Singer Tom Dundee gets 7 years, 6 months for lese majeste

Singer Tom Dundee gets 7 years, 6 months for lese majeste

Red shirt-aligned singer and actor Thanat Thanawatcharanont (centre) is escorted by police officers as he arrives at the Criminal Court on a charge of lese majeste in Bangkok June 1. (EPA photo)
Red shirt-aligned singer and actor Thanat Thanawatcharanont (centre) is escorted by police officers as he arrives at the Criminal Court on a charge of lese majeste in Bangkok June 1. (EPA photo)

The Criminal Court on Wednesday sentenced a red shirt-aligned country singer and actor to 7 years and 6 months in prison for insulting the monarchy in a public speech made three years ago.

Thanat Thanawatcharanon, known by his stage name of Tom Dundee, gave waiting media the thumbs-up as he arrived at court on Wednesday, wearing an orange prison uniform.

"The sentence is much longer than we expected," his lawyer, Saovalux Po-Ngam, said after the hearing.  "We can lodge an appeal within a month but have to discuss first whether we will. In my personal view, the law should be scrapped because the sentences are too long."

The judge in the case, who refused to read the full ruling aloud, saying the prosecuted comments were rude and harsh, said he would have given Thanat a longer sentence, but was advised on the shorter term by the court's deputy president.

"Five years for each count is certainly not a light sentence, but it isn't a severe one either," the judge said.

Sentences for royal insults have become increasingly harsh under the junta, and one offender was jailed for a record 30 years in 2015.

Thanat, who has been in prison since his arrest in 2014, previously had denied the charges, but confessed in a sudden about-face in court on Monday.

The courtroom was filled with red-shirt sympathisers, entertainer Yotwarit "Jeng Dokjik" Chuklom, members of the Internet Law Reform Dialogue, and former lese majeste convicts including Aekachai Hongkangwan, currently a staff member at the For Friends Association.

Thanat conceded that the lengthy sentence was unexpected but said he would still confess when he appears at the military court on the same charge on June 21.

"I have to understand and embrace it. Imagine if I hadn't confessed here how much more would I have received," he said.

Confessing to a lese majeste crime is routine practice, where the accused often plead guilty in hope of a more lenient sentence.

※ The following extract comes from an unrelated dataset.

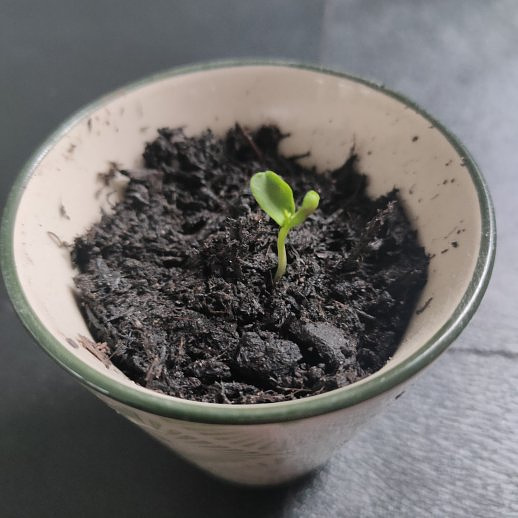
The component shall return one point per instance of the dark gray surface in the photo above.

Prosecutors said Thanat made defamatory comments about the monarchy during a 2013 speech to red-shirt activists at a political rally in the capital. His remarks were uploaded in YouTube and remained there until April 26, 2014.

He was arrested and charged in July that year, following pressure by an ultra-royalist group on the Department of Special Investigation to prosecute him.